Closed KirstensGitHub closed 4 years ago

KirstensGitHub commented 5 years ago

At today's meeting we discussed checking the generation of each stat and figure from the beginning (data compilation) to the final stat/figure.

This issue will be a review of the checks done for FIgure 2 - violin plots

KirstensGitHub commented 5 years ago

INITIAL CHECKS:

FINAL CHECK:

KirstensGitHub commented 5 years ago

Below is the hand check for the bars in the violin plot for Experiment 1. For each significant relationship, there is a letter to the right of each t-test indicating the letter/label of the line in the plot representing the relationship.

Untitled 2

Below is the hand check for the bars in the violin plot for Experiment 2. For each significant relationship, there is a letter to the right of each t-test indicating the letter/label of the line in the plot representing the relationship.

Untitled 3

Below is the hand check for the stars in the violin plot for Experiment 1.

Untitled 4

Below is the hand check for the stars in the violin plot for Experiment 2.

Untitled_6

KirstensGitHub commented 5 years ago

@jeremymanning this issue is ready for review !

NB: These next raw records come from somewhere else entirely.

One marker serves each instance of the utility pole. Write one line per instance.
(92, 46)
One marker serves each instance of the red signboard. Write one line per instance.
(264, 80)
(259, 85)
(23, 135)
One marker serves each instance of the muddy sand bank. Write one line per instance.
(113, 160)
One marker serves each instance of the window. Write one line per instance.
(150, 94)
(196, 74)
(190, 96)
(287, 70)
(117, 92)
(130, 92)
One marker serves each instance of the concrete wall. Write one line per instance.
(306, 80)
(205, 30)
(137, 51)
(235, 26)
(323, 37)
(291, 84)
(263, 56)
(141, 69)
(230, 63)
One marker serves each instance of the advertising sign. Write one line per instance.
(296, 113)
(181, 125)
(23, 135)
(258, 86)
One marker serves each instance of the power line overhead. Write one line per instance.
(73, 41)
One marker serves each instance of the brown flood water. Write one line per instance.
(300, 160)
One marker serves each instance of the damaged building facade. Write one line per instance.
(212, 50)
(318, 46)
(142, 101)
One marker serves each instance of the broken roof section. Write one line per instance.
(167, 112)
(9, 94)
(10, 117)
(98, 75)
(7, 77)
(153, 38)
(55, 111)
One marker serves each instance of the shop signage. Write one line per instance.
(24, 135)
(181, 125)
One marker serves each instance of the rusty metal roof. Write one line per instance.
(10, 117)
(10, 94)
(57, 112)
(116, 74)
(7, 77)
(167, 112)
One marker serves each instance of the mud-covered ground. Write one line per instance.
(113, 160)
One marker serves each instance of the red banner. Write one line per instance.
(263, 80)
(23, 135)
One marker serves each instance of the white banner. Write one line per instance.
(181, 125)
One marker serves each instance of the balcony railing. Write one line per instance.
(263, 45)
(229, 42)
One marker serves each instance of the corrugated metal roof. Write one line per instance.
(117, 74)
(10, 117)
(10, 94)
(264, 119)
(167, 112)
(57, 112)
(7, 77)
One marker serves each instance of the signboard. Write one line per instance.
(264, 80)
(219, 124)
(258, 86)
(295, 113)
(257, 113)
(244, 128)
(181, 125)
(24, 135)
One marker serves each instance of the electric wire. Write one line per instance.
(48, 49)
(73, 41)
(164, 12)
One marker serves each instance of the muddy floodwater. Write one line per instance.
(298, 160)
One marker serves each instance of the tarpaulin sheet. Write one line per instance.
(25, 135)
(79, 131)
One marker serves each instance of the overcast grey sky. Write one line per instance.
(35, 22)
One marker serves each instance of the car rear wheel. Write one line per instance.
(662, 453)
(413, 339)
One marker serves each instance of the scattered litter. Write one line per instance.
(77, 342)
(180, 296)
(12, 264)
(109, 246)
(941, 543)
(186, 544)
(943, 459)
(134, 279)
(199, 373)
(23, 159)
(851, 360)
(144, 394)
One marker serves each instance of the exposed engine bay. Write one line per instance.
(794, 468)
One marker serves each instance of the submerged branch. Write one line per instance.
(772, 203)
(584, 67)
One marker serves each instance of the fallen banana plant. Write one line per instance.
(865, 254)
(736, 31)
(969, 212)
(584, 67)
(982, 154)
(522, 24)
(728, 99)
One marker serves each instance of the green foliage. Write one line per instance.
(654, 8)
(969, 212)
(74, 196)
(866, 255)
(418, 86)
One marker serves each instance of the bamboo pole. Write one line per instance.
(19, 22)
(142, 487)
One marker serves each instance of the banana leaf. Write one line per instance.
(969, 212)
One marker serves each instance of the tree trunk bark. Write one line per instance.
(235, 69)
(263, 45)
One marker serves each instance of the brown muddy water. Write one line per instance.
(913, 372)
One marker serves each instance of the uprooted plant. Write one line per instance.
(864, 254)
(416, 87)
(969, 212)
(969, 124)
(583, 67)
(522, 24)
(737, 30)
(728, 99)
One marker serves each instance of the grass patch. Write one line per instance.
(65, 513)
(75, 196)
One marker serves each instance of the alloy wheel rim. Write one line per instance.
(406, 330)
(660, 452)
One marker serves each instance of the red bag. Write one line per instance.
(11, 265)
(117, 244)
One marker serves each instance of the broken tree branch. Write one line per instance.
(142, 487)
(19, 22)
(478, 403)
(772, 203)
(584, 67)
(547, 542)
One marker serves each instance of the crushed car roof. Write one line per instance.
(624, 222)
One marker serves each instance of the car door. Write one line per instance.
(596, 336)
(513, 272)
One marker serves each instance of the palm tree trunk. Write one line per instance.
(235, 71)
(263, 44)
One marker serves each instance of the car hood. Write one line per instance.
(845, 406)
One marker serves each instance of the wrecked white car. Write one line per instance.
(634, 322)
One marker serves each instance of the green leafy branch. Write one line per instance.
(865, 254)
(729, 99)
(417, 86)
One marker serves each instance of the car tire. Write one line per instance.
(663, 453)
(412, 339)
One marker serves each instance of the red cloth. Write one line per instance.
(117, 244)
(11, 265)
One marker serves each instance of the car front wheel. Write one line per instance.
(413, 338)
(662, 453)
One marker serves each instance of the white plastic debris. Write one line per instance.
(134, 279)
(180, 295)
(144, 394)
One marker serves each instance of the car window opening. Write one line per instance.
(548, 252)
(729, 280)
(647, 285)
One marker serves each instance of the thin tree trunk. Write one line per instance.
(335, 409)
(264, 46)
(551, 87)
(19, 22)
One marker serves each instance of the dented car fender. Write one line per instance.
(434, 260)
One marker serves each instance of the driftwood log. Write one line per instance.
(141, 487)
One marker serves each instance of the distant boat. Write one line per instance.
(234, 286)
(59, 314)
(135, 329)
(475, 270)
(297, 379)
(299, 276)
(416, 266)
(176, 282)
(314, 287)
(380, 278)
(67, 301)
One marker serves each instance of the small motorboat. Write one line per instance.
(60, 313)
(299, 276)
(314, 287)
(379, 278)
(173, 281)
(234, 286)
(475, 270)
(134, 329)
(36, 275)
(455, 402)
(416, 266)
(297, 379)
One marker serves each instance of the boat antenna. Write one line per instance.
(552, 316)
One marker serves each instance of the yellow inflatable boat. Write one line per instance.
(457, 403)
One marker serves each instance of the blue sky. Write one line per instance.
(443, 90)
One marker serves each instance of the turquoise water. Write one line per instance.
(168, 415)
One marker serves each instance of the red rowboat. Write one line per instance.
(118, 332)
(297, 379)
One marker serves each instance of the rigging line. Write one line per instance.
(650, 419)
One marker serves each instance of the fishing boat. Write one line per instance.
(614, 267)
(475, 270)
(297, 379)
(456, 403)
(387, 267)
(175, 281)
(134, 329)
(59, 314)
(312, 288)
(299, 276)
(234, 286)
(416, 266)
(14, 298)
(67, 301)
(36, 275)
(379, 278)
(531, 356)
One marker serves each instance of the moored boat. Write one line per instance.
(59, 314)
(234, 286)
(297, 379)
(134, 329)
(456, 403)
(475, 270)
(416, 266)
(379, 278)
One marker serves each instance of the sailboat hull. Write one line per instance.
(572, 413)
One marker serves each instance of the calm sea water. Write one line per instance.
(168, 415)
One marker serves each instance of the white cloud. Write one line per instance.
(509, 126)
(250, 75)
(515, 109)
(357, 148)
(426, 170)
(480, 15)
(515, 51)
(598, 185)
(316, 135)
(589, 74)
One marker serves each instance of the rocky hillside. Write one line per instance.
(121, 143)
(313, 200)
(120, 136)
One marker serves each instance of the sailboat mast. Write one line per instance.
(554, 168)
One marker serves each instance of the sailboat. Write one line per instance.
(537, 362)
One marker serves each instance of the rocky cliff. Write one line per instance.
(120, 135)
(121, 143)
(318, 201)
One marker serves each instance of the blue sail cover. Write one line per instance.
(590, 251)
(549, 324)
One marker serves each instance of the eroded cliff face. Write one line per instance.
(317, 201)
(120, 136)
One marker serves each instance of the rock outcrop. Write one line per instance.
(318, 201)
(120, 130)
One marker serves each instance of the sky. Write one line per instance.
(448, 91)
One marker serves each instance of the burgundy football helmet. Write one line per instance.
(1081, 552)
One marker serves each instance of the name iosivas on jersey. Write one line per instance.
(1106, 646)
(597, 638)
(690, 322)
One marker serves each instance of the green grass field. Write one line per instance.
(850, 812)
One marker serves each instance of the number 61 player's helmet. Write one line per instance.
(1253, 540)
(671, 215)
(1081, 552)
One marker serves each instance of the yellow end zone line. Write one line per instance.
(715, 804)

jeremymanning commented 5 years ago

It looks like this is a test of the plots (looks sufficient). We should also test that the numbers that go into the plots are correct. E.g. spot check a few examples for each stimulus and attention category to make sure the within-participant means are correct, and then also check that the across-participant means are correctly reflected in the violin plots.

KirstensGitHub commented 5 years ago

@jeremymanning that sounds good! I use the pandas groupby functions to group by subject, attention level, and image category (with the image labeling having already been checked in issue 77) and take the mean, so I think this check would be the equivalent of checking the pandas groupby function. (The way pandas averages over nans is what tripped me up with the small sliding window difference, so it's not unreasonable to check, just making sure we're on the same page.)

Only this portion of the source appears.